Tim Leeming. Exercise Nutritionist.
Apple cider vinegar must have quite the ego right now, as the good press and publications about this probiotic food continue to flow. We’ve shared a few ideas around apple cider vinegar (ACV) already. In this article, I go into a little more detail about the specific benefits it will give you as a runner.
Here’s why daily apple cider vinegar should be a priority for any runner:
Cramp prevention and muscular performance
Perhaps the most researched and evidenced benefit of ACV for runners is its capacity to prevent muscular and gastrointestinal cramps, as well as decrease cramping severity. ACV provides the gut with a healthy mix of electrolytes that are taken up into the bloodstream, bringing salt balance to the musculoskeletal system in the process. With less cramping and a more favourable internal environment, the muscles of your legs can perform and recover optimally and your tummy feel at ease.

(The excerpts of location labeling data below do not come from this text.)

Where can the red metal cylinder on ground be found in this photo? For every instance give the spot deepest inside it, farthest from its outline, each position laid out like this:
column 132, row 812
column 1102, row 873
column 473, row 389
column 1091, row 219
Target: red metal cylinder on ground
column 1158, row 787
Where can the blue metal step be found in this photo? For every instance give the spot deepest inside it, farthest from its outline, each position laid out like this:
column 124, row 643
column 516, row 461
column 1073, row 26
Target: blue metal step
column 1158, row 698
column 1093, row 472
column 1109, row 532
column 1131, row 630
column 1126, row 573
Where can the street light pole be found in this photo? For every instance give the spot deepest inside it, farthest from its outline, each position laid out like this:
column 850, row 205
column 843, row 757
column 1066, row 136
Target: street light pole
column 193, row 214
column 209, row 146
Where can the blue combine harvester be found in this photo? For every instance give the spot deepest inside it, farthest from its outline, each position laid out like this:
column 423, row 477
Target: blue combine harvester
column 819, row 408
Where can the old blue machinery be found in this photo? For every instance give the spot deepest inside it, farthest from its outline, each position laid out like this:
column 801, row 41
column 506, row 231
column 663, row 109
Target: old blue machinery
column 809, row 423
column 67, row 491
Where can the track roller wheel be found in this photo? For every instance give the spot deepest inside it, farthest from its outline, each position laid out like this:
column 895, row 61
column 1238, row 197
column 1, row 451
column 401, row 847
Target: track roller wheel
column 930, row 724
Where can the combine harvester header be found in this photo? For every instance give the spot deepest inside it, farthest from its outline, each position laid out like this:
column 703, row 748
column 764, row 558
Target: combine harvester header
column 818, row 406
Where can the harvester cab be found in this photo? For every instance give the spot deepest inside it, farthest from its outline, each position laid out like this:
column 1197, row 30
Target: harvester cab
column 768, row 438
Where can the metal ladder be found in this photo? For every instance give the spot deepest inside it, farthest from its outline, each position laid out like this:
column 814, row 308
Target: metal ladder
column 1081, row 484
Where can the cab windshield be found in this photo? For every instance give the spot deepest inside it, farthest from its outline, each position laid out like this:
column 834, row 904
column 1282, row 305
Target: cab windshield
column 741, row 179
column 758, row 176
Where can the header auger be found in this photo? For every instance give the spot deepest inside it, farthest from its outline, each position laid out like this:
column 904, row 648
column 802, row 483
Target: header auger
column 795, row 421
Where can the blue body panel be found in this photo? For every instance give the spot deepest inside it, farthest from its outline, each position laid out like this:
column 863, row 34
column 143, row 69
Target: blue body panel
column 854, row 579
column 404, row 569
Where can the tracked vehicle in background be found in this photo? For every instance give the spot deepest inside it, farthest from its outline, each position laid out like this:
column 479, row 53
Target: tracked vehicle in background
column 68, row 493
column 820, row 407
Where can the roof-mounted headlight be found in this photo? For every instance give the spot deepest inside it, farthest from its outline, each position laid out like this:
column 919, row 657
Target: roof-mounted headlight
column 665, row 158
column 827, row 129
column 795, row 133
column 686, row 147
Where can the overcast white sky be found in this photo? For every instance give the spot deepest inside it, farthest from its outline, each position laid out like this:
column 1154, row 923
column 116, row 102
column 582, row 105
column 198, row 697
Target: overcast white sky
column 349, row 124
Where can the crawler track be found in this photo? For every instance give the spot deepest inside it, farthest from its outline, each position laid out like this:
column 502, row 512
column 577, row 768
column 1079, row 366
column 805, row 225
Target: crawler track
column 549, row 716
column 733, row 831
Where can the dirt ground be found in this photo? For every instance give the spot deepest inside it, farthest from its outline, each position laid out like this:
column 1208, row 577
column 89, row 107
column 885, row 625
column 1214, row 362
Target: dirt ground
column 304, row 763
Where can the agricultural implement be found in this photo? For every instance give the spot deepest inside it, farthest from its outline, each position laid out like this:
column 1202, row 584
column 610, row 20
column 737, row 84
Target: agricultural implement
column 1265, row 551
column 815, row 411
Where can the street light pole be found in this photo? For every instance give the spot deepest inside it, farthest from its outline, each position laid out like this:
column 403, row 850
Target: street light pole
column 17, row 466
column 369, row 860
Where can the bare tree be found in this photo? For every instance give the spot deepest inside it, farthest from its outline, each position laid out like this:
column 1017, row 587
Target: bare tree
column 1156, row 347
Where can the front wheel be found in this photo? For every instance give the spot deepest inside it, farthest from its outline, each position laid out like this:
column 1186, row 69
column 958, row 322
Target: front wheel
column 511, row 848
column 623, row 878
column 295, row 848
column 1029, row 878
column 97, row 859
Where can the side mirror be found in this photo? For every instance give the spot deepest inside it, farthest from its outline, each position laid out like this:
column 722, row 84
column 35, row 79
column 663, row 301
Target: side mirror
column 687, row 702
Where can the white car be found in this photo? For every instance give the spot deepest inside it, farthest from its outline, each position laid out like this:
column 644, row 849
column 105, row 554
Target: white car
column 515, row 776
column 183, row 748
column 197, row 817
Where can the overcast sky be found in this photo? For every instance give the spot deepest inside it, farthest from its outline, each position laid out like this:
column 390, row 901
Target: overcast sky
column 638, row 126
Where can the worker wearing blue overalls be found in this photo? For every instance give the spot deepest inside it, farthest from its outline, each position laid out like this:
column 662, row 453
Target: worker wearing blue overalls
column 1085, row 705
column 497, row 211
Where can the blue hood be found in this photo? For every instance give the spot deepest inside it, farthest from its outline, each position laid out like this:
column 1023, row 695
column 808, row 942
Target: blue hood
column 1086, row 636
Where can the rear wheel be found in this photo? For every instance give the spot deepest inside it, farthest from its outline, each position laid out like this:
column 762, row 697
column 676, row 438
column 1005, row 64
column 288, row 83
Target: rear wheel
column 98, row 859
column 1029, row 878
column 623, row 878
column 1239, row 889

Apple cider vinegar works its way through the gastrointestinal system, cleaning up toxins and unwanted by-products that cause feelings of fatigue and tiredness. With these toxins gone, and the added health-promoting effects of ACV becoming more apparent, you’ll feel it in your energy levels throughout the day and while you run.
Improved glucose control
ACV is being used in diabetic patients to stabilise blood glucose levels, particularly after eating when blood sugar tends to spike. Basically, the apple cider vinegar blunts the sugar spike, causing a slower and more sustained release of glucose into the blood. Not only is this a fantastic finding for diabetics, but runners will see huge benefit in this physiological response, as well. No one likes “hitting the wall”, “bonking” or “blowing a gasket”, so get stuck into the ACV to mitigate any chance of it happening!
It doesn’t stop there. This fermented fruit drink is known for decreasing systemic inflammation and therefore aches and pains in the joints, detoxifying the skin, easing gastric discomfort, balancing pH levels and improving satiety (feeling full) after eating.
Note: When purchasing apple cider vinegar, it is important to make sure that it is organic, unpasteurised, and with the 'mother’.